Did the boy not understand that only the

most dire things made them to call for a doctor? His obvious lack of common knowledge was frustrating.

"Anne has Typhoid." She said quickly.

He froze. Did he hear her correctly?

"Martin! Go!" Mrs. Lynde urged.

Mrs. Lynde didn't have to say anymore. He was on the road towards the doctor's practice in record time.

...

Next chapter we'll be checking up on Gilbert...


	4. Chapter 4

He had just wanted to go home, but Charlie had insisted that they go out to celebrate with friends.

Now, he winced in agony. He could have caught the train in the afternoon and be eating dinner with his parents. He wanted to celebrate with the people he loved most in the world. He wanted to see the pride in his father's eyes, hear the utter joy in his mother's laugh, and talk it all over with... But he couldn't as long as he stayed with Charlie.

That was why he kept nagging for Charlie to just keep celebrating without him, but Charlie, never one to take a hint dismissed his thinly disguised pleas and dragged him to another party or restaurant.

"_Charlie_, wouldn't it be nice if we said _goodbye_ to our friends and went _home_ to Avonlea _tonight_?"

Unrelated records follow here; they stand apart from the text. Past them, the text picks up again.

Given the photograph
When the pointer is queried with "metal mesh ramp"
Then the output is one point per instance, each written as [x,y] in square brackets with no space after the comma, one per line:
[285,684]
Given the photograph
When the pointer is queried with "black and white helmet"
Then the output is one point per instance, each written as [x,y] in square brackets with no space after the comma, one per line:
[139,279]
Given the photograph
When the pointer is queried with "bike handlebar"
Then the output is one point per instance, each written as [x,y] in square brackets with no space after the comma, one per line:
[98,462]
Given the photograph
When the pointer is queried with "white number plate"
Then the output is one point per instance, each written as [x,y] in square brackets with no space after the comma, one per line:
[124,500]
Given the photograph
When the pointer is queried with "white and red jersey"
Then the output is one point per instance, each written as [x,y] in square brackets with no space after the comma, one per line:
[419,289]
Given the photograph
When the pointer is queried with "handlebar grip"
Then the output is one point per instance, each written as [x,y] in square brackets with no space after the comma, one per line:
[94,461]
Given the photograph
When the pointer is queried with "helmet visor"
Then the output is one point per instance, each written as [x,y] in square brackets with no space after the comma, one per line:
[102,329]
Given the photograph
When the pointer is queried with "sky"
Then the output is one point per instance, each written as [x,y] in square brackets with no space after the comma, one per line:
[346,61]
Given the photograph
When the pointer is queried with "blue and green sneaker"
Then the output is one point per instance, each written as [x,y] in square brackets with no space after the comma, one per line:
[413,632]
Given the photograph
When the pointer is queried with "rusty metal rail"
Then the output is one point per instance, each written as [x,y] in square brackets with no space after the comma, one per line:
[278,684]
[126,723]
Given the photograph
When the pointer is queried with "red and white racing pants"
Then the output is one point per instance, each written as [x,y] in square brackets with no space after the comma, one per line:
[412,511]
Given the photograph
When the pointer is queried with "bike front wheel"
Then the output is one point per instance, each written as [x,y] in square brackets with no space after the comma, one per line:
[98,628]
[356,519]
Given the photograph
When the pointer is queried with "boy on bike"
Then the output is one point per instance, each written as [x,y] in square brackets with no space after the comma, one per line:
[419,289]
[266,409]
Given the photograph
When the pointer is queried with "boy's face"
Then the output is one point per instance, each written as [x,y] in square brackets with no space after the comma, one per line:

"Don't be so anxious, Gil! We have a few more days before we have to go back to that pocky old Avonlea."

"Bu-"

"Now come on. We haven't seen any of the girls at Patty's place in quite a while" Charlie dragged Gilbert towards Spottford Avenue while Gilbert desperately tried to change his friend's mind. Alas, all of Gilbert's ploys to change Charlie stubborn mind were useless. So he stood there anxiously behind him.

What would it be like to see her smiling face if she opened the door? He wasn't sure what he would say. Wasn't sure what he would do even. Somehow, all the friendly ease they once had was gone. She would probably be engaged to Gardiner by now and he decided he would wish her well, even if he still wished she had accepted his proposal almost two years ago. It was sad that they never tried to rebuild the bridge they had burnt, but life had taken them down different roads.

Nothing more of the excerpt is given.